Eric Beaumont, Concepteur Senior chez Obsidian, se confie dans la dernière édition d’Inside the Vault. Vous allez tout découvrir sur son implication dans Fallout: New Vegas. Ne manquez pas de découvrir toute l’actualité et les précédents dossiers consacrés au jeu, et répertoriés sous le mot-clé Fallout.

 

Quel est votre travail chez Obsidian ?

Je suis concepteur senior et je travaille actuellement sur Fallout: New Vegas.

 

Qu’est-ce que vous préférez dans votre métier ? Qu’est-ce que vous aimez moins ?
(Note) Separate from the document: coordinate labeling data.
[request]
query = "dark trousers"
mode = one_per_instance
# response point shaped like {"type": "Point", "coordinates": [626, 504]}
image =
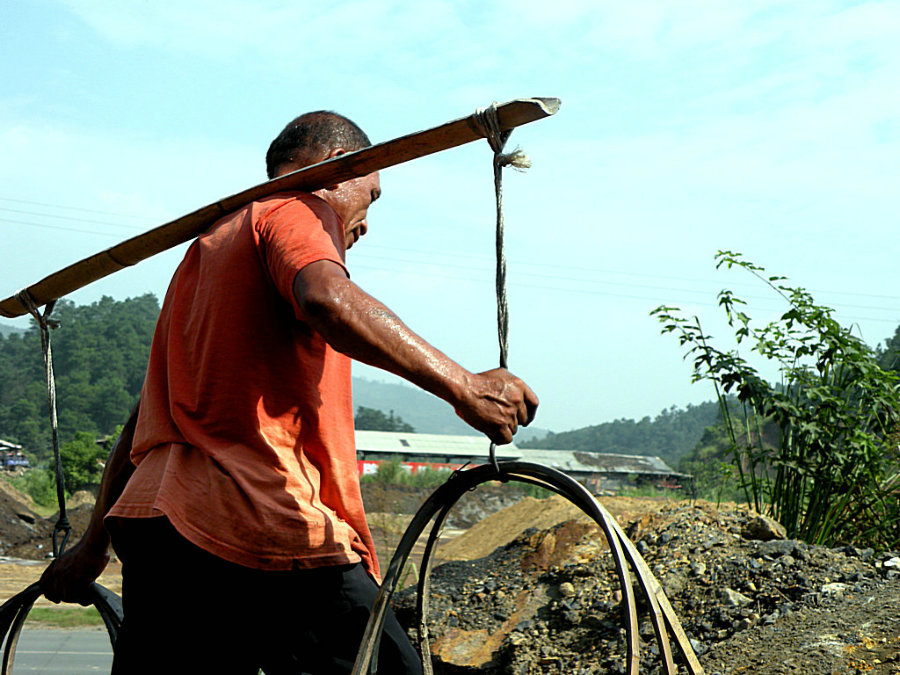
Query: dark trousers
{"type": "Point", "coordinates": [187, 611]}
Ce que je préfère… D’accord, vous avez vu le film Inception (pas de spoilers, c’est promis) ? A un moment, ils font venir un personnage pour qu’il soit leur « architecte des rêves » et ils lui font découvrir ce que c’est que de créer des rêves. Mais ce personnage s’en va précipitamment, et un autre dit quelque chose comme « Ne t’en fais pas, il reviendra. Quand on s’essaie à la création de monde, on y revient toujours ». C’est ça, ce que je préfère dans la conception de jeux.

Quand, pour la première fois, on assemble un niveau et quand on y place des créatures et des personnages qui se déplacent comme on le veut dans le jeu, ce n’est pas seulement gratifiant d’un point de vue intellectuel, c’est surtout viscéralement excitant, on est aussi heureux qu’un enfant. Pendant tous les projets sur lesquels j’ai travaillé, il y a toujours un concepteur ou un autre de nos collègues qui fait venir des gens dans son bureau pour leur montrer ce « truc génial » qu’il vient de créer. Et ce n’est pas de l’arrogance, il veut seulement partager, il est aussi excité qu’un gosse. Voir des adultes montrer des choses épatantes, drôles ou juste bizarres, comme des enfants qui auraient vu un lézard dans la cour de récré pour la première fois, voilà ce que je préfère.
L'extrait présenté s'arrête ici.